Far be it that this was a one-off incident that could be swept under the carpet with the abrupt resignation of a non-descript recruit from some back office, this was serious. It was creating conversation and debate, and of any profession that should recognise the significance of that, it’s PR.
PR has long had a reputation for manipulating, ‘spinning’ and even inventing news stories in order to secure coverage and encourage positive responses from consumers, so we have to question what has changed and why are people so concerned?
The truth is that people want to trust the news sources that they have long believed to be credible. They want to know that a journalist – or PR – has done their research and has pulled together a balanced article that will allow them to form their own opinions based on fact – not fiction.
The struggle is that we live in a culture whereby people want breaking news. Invariably with this mistakes will happen – but fake news isn’t just about mistakes, it is absolutely about the sharing of content that the journalist, PR or brand knows is false.
It’s lying and often in a bid to manipulate a given response which may have further implications to a wider campaign.
What I have found most troubling is that the term ‘fake news’ is now widely used, referenced and understood. This is really worrying. When we work with clients the first rule is don’t lie, which is swiftly followed by the second and third; don’t suggest that we lie and don’t manipulate the truth.

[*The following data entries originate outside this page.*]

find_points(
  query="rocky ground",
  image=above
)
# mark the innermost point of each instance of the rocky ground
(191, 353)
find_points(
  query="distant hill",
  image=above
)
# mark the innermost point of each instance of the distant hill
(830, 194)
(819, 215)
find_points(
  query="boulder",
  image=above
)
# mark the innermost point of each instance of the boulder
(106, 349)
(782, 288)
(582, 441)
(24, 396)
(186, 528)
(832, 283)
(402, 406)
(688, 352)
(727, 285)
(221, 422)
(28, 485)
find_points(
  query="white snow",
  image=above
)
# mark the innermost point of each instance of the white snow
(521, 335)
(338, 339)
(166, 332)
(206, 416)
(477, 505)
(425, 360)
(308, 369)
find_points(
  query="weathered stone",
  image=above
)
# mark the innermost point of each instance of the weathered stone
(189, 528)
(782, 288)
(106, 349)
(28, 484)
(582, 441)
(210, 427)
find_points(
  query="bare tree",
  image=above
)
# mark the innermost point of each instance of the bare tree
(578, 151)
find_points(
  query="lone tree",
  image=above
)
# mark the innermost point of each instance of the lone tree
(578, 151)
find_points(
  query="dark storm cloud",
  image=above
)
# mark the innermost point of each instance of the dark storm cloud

If you can’t find an angle to a story then the likelihood is that you don’t have one to share.
People are undoubtedly going to become increasingly cynical of news and you can’t really blame them. They are going to question what they should believe and with such an array of sources to collate information from – positive, negative, neutral and all that is in between – it does become mind boggling.

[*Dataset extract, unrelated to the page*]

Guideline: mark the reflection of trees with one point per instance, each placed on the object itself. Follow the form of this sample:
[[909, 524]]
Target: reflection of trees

What we as an industry have to do is to continue to champion good practice. Spin is not a positive term as far as I’m concerned and I have an ongoing joke with a client who uses the insinuation purely to wind me up!

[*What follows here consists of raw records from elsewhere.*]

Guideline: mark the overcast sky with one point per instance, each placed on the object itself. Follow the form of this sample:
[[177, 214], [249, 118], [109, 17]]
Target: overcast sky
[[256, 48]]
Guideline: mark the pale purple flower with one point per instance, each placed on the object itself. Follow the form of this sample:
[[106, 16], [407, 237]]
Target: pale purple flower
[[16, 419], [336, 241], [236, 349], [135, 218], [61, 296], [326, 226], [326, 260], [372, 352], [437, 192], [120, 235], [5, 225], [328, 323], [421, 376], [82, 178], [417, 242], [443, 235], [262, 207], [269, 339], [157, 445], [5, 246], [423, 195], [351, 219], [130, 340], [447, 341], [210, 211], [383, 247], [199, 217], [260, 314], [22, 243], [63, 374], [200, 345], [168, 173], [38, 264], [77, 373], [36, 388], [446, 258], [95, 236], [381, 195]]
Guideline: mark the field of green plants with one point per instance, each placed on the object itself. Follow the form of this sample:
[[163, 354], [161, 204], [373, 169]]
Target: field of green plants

If PR is to be considered a specialism and the profession I certainly believe it to be, then it is our job to showcase why that is the case. We manage the reputations of brands and businesses, so we must be able to change the perception of an industry that without too much trouble is going to get pulled into the gutter.
There are agencies that will do anything for coverage – let’s be honest, we all know that’s the case – but we need to take a stand and to work harder to create good quality stories that people will read and feel informed, enlightened and engaged by.
All we can do is take the facts that our clients give us, but that’s another thing. Work with brands that you trust. It’s just as important that we can be sure of the facts that we are then sharing with a journalist, as it is that the journalist takes that story and prints it or posts it online to thousands of readers with the knowledge it was sent in good faith.
Choosing where you share news is of course another thing. If a PR is going to work with publications or sites that have been consistently discredited, then you can’t expect that they will share the content that you have given them without adding their own inflection to the piece.
We are surrounded by content at every turn; from our TV or radios when we get up, to newspapers and our phones or iPads and that’s even before we get to work. What we should do as individuals is to remember that despite some misguided beliefs, not everything you read in the news is the truth.
Most brands are aspiring for the holy grail of results – brand loyalty and you simply will not get that if you lie. It’s a pretty simple concept really, if you want lasting love, don’t fake it!